Asteroids are more than hunks of rocks floating in space. They are hunks of rocks that could potentially hold tons of useful minerals.
A company named Planetary Resources officially announced its plans to mine asteroids with unmanned spacecraft earlier this week. In a webcast announcement made on Tuesday, the company detailed its plans to launch a telescope within a few years to pick out potential mineral honeypots floating in space to be remotely mined.

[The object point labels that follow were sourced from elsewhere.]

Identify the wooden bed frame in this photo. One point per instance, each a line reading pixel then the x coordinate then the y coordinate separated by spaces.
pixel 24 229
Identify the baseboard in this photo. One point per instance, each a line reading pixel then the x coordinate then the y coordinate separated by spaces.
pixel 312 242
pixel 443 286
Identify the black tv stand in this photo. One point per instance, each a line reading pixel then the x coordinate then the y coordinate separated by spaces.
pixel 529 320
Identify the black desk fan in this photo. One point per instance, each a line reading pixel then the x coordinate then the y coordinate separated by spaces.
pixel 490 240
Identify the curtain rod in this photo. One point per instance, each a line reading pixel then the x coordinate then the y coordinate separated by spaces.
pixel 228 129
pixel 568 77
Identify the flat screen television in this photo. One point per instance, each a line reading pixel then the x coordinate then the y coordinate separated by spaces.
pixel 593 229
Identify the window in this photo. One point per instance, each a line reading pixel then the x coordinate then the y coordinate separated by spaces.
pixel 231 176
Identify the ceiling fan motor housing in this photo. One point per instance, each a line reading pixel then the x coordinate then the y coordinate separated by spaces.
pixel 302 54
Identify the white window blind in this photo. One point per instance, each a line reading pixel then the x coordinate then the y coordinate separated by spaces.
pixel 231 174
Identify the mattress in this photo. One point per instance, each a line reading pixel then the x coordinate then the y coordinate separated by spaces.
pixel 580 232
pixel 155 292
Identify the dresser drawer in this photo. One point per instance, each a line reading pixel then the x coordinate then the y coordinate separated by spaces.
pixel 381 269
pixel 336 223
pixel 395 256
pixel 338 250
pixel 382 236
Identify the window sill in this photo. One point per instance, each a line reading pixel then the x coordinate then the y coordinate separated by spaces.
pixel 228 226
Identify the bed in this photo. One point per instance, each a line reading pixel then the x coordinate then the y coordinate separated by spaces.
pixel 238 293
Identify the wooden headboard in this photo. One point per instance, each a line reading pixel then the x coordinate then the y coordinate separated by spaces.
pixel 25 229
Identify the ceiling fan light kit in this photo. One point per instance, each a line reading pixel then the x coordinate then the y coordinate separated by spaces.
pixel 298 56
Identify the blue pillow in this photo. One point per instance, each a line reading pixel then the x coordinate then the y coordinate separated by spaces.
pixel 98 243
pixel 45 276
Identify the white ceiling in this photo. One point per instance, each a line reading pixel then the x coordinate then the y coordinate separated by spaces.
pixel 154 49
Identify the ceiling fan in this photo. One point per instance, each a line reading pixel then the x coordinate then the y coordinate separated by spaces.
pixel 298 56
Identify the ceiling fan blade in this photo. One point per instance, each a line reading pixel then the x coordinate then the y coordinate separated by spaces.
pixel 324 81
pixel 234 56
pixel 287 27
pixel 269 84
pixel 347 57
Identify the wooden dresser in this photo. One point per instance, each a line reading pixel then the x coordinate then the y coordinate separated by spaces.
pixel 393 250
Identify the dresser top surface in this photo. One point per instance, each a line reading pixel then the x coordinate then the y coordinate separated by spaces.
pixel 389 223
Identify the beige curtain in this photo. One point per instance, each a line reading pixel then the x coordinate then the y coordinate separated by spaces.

It might sound an as farfetched as a moon colony, but the project has already garnered support from high profile investors such as Google co-founder Larry Page and filmmaker James Cameron.
Why, you ask?
Space mining could yield another source of Platinum-group of metals (ruthenium, rhodium, palladium, osmium, iridium, and platinum) that are important materials used in computers, electronics, and automobiles. These metals can be found planet-side, but Planetary Resources says that they could be found in much greater concentrations and more easily in space rocks than in the Earth’s crust.
Like anything else involving space-travel, there will be many hurdles to overcome and steps before they can start mining an actual asteroid. First, Planetary Resources will launch its prospecting spacecraft, the Arkyd-100 Series, within the next 18 to 24 months. The exploratory satellite will orbit around Earth, picking out potential targets for resource extraction out of the approximately 9,000 known near-Earth asteroids.
After the prospecting phase, which itself will take a couple of years, Planetary Resources says it will begin excavations with swarms of its Arkyd-300 Series spacecraft. But the company says there are too many variables to give a firm timeline on when the extraction phase would begin.
Beyond providing Earth’s population with a “sustainable source” of precious metals, the project could help future space exploration. According to the company, these asteroid extraction sites could be used as watering and refueling way-stations for deep-space exploration.
“Accessing a water-rich asteroid will greatly enable the large-scale exploration of the solar system,” said Eric Anderson, Co-Founder and Co-Chairman of Planetary Resources in a release. “In addition to supporting life, water will also be separated into oxygen and hydrogen for breathable air and rocket propellant.”